Cytotoxicity assay and the calculation of resistant fold and selectivity index

The cytotoxicity of the hormone steroids was evaluated by the sulforhodamine B (SRB) assay through determination of total protein amounts. Briefly, after 72 h treatment with drugs, 50% trichloroacetic acid (TCA) was added for 30 min to fix cells, which then were washed with water and air-dried. Afterward, cells were stained with 0.04% SRB for 30 min and then washed with 1% acetic acid to remove unbound dye and air-dried. The bound stain was solubilized in 10 mM Tris Base and the absorbance was measured on a BioTek Synergy HT Multi-Mode Microplate Reader at 515 nm. Three dose response parameters were calculated for each experimental agent. Growth inhibition of 50% (IC₅₀) was calculated from [(Ti − Tz)/(C − Tz)] × 100 = 50 (Tz: time zero; C: control growth; Ti: growth of tested group in the presence of drug at the different concentration levels), which is the drug concentration resulting in a 50% reduction of the net protein increase (as measured by SRB staining) in control cells during the drug incubation.
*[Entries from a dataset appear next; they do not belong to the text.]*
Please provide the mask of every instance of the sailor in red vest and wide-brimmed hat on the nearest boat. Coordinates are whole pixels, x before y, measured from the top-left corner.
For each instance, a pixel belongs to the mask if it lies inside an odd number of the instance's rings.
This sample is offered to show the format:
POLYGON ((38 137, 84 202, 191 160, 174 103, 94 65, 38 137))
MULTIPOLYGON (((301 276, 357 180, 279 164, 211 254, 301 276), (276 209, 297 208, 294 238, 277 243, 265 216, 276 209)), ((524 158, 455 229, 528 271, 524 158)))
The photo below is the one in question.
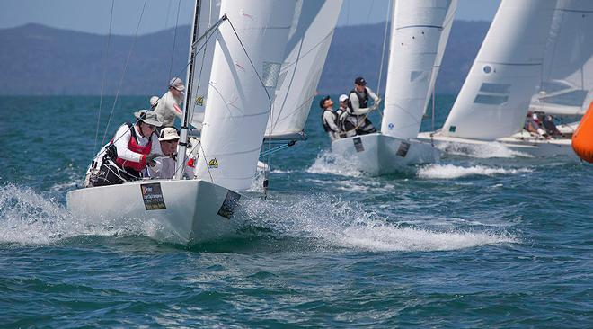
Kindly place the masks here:
POLYGON ((155 158, 162 156, 155 128, 161 127, 153 111, 140 110, 134 113, 136 123, 119 127, 115 136, 103 147, 99 155, 101 166, 98 173, 89 178, 89 186, 104 186, 136 181, 142 178, 146 165, 156 165, 155 158))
The Resistance Fold (RF) was calculated by dividing the individual IC₅₀ of MDR cell line (KB/VIN, HepG2/VIN, or NCI-H460/MX20) by the IC₅₀ of parental cell line (HeLaS3, HepG2, or NCI-H460). The Selectivity Index (SI) was calculated by dividing the individual IC₅₀ of parental cell line (HeLaS3, HepG2, or NCI-H460) by the IC₅₀ of MDR cell line (KB/VIN, HepG2/VIN, or NCI-H460/MX20). A higher RF value indicates that the MDR cancer cells showed higher resistance to the compound, while a higher SI value indicates that the MDR cancer cells showed higher response to the compound.